Real-time machinery evaluation leads to plant profitability
Performance evaluation of rotating machinery in a refinery can provide many benefits to the plant engineering and reliability team. This case study deals with pumps; however, such an exercise can be applied equally to other major and critical pieces of machinery available in an operating plant. Centrifugal compressor monitoring can be done using such an approach to evaluate the operating context of the compressor. Variables such as the operating margin around the anti-surge line, compressor polytropic head and efficiency, and gas horsepower can be readily determined in real time giving valuable information on the condition of a particular asset. This approach also helps in cutting back heavy reliance on the OEM and utilizing on-site, in-house expertise in trying to diagnose and predict complex rotating equipment issues.

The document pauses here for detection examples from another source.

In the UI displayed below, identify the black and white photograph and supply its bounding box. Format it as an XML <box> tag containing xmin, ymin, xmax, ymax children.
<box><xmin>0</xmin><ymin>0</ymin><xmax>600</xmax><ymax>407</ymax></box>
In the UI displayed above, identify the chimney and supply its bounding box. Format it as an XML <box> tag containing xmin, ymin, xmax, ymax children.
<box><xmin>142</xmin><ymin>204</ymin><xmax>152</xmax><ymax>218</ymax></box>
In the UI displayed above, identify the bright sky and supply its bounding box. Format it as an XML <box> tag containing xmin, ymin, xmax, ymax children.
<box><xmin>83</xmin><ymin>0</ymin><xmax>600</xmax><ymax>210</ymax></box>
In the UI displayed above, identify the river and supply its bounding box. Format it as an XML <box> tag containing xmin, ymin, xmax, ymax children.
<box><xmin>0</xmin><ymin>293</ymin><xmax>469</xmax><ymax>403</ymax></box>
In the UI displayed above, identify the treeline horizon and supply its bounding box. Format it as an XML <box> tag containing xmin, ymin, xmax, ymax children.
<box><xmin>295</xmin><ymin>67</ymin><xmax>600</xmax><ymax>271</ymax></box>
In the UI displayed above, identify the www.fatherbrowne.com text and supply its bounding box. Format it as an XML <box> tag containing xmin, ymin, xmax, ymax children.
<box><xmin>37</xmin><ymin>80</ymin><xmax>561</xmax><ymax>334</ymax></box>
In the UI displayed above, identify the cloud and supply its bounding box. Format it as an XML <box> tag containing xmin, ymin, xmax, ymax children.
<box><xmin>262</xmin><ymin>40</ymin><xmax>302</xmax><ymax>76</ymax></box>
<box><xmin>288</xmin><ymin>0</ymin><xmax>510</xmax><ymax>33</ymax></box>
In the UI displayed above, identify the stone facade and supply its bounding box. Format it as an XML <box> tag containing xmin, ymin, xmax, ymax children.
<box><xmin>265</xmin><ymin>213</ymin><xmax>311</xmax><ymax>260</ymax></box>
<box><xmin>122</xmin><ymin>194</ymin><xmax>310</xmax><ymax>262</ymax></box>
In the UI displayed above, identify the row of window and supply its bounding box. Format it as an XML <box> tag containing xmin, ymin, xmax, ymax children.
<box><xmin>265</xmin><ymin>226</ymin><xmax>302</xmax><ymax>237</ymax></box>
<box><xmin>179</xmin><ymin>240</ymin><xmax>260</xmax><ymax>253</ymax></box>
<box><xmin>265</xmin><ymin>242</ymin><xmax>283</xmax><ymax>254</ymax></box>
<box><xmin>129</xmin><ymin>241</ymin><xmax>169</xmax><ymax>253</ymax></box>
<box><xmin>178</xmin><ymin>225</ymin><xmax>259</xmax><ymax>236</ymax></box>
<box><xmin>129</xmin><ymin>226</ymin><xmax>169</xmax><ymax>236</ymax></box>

You can develop a head-flow Excel graph similar to Figure 1. You can color-code the preferable and the allowed operating regions from the best efficiency point (BEF) as per API 610 requirements on the pump curve. The real-time data point can then be imported into Excel and subsequently shown on the graph as described in the study giving a good and easy visual of where a particular pump is operating relative to the pump curve. Pumps operating beyond the allowable margin can be addressed at the soonest available interval. Pumps in the allowable margin can be studied further and related with their overall vibration limits and seal reliability, and an effort can be made to operate such pumps in the preferred region.
Many machinery vendors have developed sophisticated programs to monitor the real-time performance of machinery. These packages and solutions can often be expensive and cumbersome to implement in some cases. This case study provides a simpler means to evaluate machinery performance. Depending on the complexity required, many basic and even advanced calculations can be done within Microsoft Excel, provided sufficient and important data can be extracted from the real-time plant data historian.
Deciphering data
Evaluating machinery condition forms the cornerstone of predictive maintenance (PdM) programs in many operating plants. Organizations planning to implement reliability-centered maintenance programs or maintain an existing program are bound to benefit highly with such tools and exercises in performance evaluations. These provide a cost-effective way to analyze machinery without heavy capital investment on sophisticated programs and subsequent training. Maintaining this information on a local server database in the plant can assist the operating personnel in understanding how they are operating the machinery and what impact on reliability, if any, such an operation produces in the long term.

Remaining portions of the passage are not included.